Türkçe Sevdası, Dil Bilgesi, Mehmet Bülent Özyürük Ortaokulu Öğrencileri ve Aysel Genç Öğretmen…
Dil Bilgesi ve veliahdının TRT Okul ekranlarındaki programı izleyiciye sunulalı altı buçuk ay oldu. 2015 Martında başlayan çekimler, 2016 Eylülünde tamamlandıktan sonra, yayın sürecine geçildi. Sıra, bu devasa projenin minik dev hayranlarıyla buluşmaya gelmişti.
03 Ocak 2016 Pazartesi gününü planlamıştık, “İstiklâl Madalyalı tek ilçe” olan İnebolu’ya gidiş için. Ancak, çok ağır geçen kış şartları ve bereketli kar yağışı, bizim vuslatımızı nisan ayına erteletmişti. Bir hayra vesile olacağını düşünmeden, bu gecikmeye çok üzülmüştüm.
11 Nisan 2016 program günümüz olarak kesinleşince, aklıma çok önemli bir husus geldi; öyle ya, İnebolu’ya eli boş gidilmezdi. Bir eğitimcinin öğrencilere vereceği en güzel hediye, kayıtsız şartsız kitaptı. Üniversitemde; Rektörlüğümüzün onayıyla ve öğrencilerimizin desteğiyle; konferans vermek üzere gideceğimiz Mehmet Bülent Özyürük Ortaokuluna kitap toplama kampanyası başlattık.
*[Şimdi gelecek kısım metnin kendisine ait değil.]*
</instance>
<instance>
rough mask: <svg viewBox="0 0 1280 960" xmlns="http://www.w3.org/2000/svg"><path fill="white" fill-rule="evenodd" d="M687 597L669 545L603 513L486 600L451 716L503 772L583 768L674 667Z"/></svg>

Bu kampanyada büyük emekleri olan; Üniversitemiz Öğrenci Konseyi Başkanı Alper Selçuk Bey kardeşime, akademik danışmanı olduğum Liderlik ve Yönetim Topluluğu Başkanı Berkan Yılmaz Bey kardeşime, kitap bağışlayan bütün öğrencilerimize yürekten teşekkür ediyorum. Kampanyamıza gelen kitap sayısının 700 civarında olduğunu da belirtmeden geçemeyeceğim.
Toplanan bütün kitapları aracıma yükleyerek, 09 Nisan 2016 Cumartesi sabahı ailemle birlikte Konya’dan yola çıktık. Ecdat yadigârı Kastamonu’yu akşama kadar gezdikten sonra, yeşilin bin bir tonuyla bezenmiş Küre’ye vasıl olduk.
Bizi İnebolu’ya davet etme nezaketini gösteren Türkçe öğretmeni Aysel Genç Hanımefendi ve değerli eşi maden mühendisi Mustafa Genç Beyefendi tarafından Küre Eti Bakır Maden İşletmelerinin sosyal tesislerinde karşılandık. Gece boyunca devam eden doyumsuz bir sohbet, ikramlar…
Ve ertesi gün; kahvaltıdan sonra maden işletmesini, mühendis bey kardeşimizin rehberliğinde gezdik. İlk defa yerin yüzlerce metre altına inmek, bizi oldukça heyecanlandırmıştı. O ortamda iki saat kadar bulunmak; maden işçilerinin ve mühendislerinin aldıkları her kuruşun zerresine kadar helal olduğuna dair inancımızı bir kez daha pekiştirdi. Öğle yemeğinin ardından, İnebolu’ya hareket ettik.
Konferans günü sabahı aramıza katılan oyuncu arkadaşım Emre Yurttakalın Beyefendi ile birlikte, programın başlama saatinden önce İnebolu Mehmet Bülent Özyürük Ortaokulunun bahçesindeyiz artık. O ne güzel karşılamaydı…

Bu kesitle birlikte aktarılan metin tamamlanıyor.